Bucks team president Peter Feigin and Milwaukee leaders all said today that sides are close to a deal for the public’s share of funding for a new Bucks arena in the city, Scott Bauer of The Associated Press reports. Wisconsin governor Scott Walker expressed the same sentiments at the beginning of the month, though negotiations continue. Feigin and city leaders expressed optimism today that talks can result in a deal by the end of the week, and a key state legislator said the goal is to announce a deal Wednesday, Bauer tweets, though Milwaukee mayor Tom Barrett added that there’s still work to be done, as Bauer writes in his story.

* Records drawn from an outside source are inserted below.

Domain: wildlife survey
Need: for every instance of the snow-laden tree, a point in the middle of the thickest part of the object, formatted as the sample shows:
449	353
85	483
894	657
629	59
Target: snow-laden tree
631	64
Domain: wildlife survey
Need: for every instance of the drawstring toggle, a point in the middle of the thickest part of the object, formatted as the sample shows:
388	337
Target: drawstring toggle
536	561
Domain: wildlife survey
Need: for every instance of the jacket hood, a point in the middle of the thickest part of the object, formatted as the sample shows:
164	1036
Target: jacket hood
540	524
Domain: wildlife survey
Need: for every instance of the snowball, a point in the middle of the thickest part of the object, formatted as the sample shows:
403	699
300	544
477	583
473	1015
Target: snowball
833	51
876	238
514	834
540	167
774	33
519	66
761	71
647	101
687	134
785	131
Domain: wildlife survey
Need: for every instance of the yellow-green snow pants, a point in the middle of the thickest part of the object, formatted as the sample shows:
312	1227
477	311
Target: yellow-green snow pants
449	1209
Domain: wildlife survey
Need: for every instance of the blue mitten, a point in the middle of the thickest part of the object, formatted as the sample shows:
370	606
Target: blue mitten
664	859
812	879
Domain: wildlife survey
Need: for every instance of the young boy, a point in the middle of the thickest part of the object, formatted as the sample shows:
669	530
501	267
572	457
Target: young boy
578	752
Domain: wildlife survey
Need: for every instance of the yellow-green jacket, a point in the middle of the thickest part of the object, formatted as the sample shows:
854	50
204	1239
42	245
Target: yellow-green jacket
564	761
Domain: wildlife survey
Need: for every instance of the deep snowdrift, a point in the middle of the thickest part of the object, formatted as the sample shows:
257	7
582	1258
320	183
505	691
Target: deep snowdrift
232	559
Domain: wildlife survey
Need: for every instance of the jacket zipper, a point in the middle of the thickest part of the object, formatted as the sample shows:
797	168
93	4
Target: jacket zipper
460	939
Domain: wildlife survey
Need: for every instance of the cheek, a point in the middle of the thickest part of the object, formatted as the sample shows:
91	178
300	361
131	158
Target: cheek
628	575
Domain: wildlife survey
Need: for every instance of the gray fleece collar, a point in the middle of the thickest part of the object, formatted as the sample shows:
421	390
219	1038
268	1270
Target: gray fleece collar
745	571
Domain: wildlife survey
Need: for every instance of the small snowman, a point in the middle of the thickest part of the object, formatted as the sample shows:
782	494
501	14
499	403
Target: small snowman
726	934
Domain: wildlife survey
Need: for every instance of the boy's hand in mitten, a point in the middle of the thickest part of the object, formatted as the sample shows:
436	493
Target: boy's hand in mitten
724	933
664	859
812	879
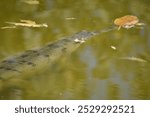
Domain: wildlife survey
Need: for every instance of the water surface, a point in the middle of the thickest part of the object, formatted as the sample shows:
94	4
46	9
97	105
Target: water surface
99	69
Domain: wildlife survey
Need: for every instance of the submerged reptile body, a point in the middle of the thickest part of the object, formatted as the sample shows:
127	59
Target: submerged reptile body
38	58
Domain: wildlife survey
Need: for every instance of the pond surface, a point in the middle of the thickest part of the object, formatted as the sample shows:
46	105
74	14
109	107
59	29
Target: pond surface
112	65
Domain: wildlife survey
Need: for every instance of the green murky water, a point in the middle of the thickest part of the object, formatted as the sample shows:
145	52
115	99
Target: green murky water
99	69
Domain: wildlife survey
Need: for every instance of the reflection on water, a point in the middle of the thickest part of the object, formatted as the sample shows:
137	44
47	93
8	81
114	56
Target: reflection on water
95	70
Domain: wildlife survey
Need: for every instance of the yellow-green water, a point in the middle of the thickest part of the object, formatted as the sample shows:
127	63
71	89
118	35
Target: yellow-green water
101	68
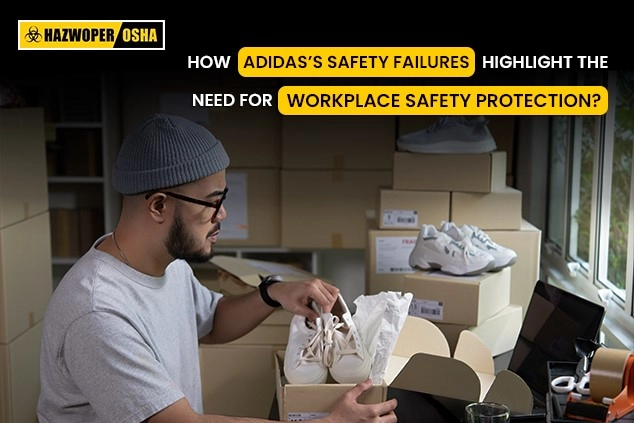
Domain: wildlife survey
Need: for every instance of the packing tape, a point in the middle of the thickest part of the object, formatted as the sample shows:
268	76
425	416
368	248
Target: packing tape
607	373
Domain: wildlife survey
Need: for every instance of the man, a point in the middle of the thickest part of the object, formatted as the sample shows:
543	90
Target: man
121	332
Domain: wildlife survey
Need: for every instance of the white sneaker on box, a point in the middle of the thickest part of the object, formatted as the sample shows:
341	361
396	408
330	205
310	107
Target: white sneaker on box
448	135
303	360
437	250
344	351
504	256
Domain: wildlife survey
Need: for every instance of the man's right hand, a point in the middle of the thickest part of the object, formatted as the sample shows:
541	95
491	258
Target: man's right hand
348	410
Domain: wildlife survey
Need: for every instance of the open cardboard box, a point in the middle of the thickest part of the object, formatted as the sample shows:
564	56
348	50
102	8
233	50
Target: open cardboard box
420	362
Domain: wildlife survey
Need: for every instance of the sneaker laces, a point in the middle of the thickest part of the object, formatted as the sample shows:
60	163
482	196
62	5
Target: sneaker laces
313	350
337	341
445	121
481	236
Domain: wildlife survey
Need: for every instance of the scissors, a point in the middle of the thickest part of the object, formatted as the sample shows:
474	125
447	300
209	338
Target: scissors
566	384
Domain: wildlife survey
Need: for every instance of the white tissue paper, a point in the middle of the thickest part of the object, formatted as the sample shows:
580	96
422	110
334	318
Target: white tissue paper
379	319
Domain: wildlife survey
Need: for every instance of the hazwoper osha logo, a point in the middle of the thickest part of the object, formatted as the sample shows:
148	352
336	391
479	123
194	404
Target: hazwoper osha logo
91	35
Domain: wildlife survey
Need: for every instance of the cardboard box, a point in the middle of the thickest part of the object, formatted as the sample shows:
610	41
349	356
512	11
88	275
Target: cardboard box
253	208
329	209
338	142
388	259
499	332
526	242
400	209
26	279
468	300
20	376
420	350
238	380
251	135
494	210
23	180
449	172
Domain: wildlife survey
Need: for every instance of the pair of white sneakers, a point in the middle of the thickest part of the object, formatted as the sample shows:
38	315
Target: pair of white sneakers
459	250
331	344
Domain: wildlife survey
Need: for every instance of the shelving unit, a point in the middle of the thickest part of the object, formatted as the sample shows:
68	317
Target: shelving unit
82	137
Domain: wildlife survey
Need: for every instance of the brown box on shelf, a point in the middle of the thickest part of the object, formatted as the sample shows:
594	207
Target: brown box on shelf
23	180
450	172
253	209
402	209
468	300
329	208
526	242
388	259
64	224
501	209
26	280
251	135
20	376
246	389
338	142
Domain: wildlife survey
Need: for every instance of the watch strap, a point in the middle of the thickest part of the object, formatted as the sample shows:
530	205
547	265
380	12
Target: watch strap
264	289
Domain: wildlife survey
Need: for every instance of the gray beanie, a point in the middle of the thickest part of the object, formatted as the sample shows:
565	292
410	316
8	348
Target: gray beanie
164	151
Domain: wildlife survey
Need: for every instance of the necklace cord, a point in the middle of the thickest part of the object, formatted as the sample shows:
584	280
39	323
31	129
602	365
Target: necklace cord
116	244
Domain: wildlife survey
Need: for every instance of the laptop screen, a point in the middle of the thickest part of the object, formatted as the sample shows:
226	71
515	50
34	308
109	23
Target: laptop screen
554	319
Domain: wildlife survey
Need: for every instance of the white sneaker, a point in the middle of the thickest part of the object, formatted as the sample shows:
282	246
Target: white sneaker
303	360
504	256
450	135
437	250
344	352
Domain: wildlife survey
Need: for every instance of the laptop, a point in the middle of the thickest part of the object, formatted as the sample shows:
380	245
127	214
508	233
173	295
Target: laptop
554	319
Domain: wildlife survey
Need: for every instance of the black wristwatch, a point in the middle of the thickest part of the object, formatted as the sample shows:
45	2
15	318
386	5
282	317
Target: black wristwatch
264	289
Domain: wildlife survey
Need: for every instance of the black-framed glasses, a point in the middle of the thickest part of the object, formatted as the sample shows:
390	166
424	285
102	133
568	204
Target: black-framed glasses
182	197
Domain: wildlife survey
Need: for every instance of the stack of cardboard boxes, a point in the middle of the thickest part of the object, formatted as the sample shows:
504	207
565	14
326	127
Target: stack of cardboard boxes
464	189
26	279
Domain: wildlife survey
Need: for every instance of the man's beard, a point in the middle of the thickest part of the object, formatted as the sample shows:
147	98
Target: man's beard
181	245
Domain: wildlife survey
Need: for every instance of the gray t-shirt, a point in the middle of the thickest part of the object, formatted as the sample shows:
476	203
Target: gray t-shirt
118	345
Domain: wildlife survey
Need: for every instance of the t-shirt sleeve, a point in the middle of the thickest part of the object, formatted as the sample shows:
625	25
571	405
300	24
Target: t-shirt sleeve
205	302
116	369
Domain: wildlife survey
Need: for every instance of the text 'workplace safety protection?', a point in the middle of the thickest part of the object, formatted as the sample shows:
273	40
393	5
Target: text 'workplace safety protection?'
408	62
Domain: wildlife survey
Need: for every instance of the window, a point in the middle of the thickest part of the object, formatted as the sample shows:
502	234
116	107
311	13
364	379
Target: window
590	212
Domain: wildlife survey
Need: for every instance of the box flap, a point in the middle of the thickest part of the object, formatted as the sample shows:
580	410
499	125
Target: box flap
249	270
438	375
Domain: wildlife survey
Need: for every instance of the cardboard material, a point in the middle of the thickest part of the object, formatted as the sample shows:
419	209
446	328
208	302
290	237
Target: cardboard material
23	188
494	210
338	142
239	276
329	208
526	242
249	270
415	365
499	332
466	300
26	279
401	209
238	380
449	172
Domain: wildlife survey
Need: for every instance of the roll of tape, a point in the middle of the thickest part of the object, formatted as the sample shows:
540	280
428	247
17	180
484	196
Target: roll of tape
607	373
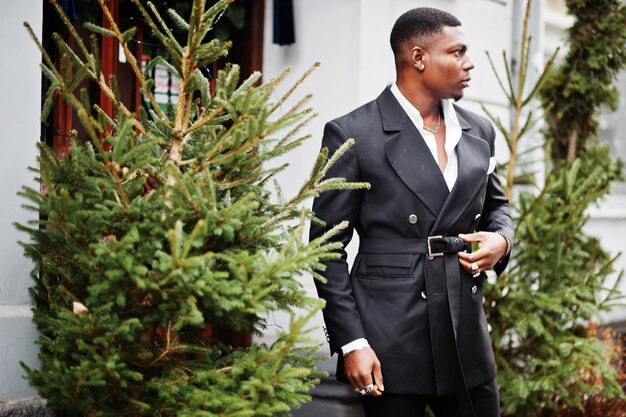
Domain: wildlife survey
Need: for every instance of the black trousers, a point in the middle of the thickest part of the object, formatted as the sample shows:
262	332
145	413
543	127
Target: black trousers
484	399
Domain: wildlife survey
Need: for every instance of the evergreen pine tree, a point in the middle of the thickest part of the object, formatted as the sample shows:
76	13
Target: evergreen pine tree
159	227
561	278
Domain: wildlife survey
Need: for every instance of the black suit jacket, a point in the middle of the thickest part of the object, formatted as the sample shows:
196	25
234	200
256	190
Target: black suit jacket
420	316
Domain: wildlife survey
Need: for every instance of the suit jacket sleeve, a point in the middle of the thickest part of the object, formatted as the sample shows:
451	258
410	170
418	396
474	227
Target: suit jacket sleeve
340	314
496	211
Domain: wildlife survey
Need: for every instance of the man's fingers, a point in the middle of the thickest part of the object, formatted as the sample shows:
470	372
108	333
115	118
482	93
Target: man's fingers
471	237
378	376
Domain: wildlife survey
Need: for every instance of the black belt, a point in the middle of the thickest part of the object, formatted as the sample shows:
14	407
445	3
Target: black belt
432	246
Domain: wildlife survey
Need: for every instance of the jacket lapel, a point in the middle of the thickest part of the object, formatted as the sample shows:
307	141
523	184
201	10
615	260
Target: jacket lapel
409	156
473	155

The Bucks face an NBA-imposed deadline to have an arena ready by opening night in 2017, and funding has to be secured by June in order for the project to remain on track, as Brian Windhorst of ESPN.com wrote recently. The league, should it determine at any point that the arena effort is not moving swiftly enough, intends to exercise its right to seize the team from owners Wesley Edens, Marc Lasry and Jamie Dinan and seek to move it elsewhere, according to Windhorst. Commissioner Adam Silver has nonetheless publicly maintained confidence that public funding will come.
Feigin backed off an assertion in late April that a deal for public funding had to be done within 10 days from that point. State, county and city leaders have been squabbling over how to finance their $250MM share of the proposed $500MM arena. The Bucks owners, as well as former owner principal owner Herb Kohl, have committed the other $250MM.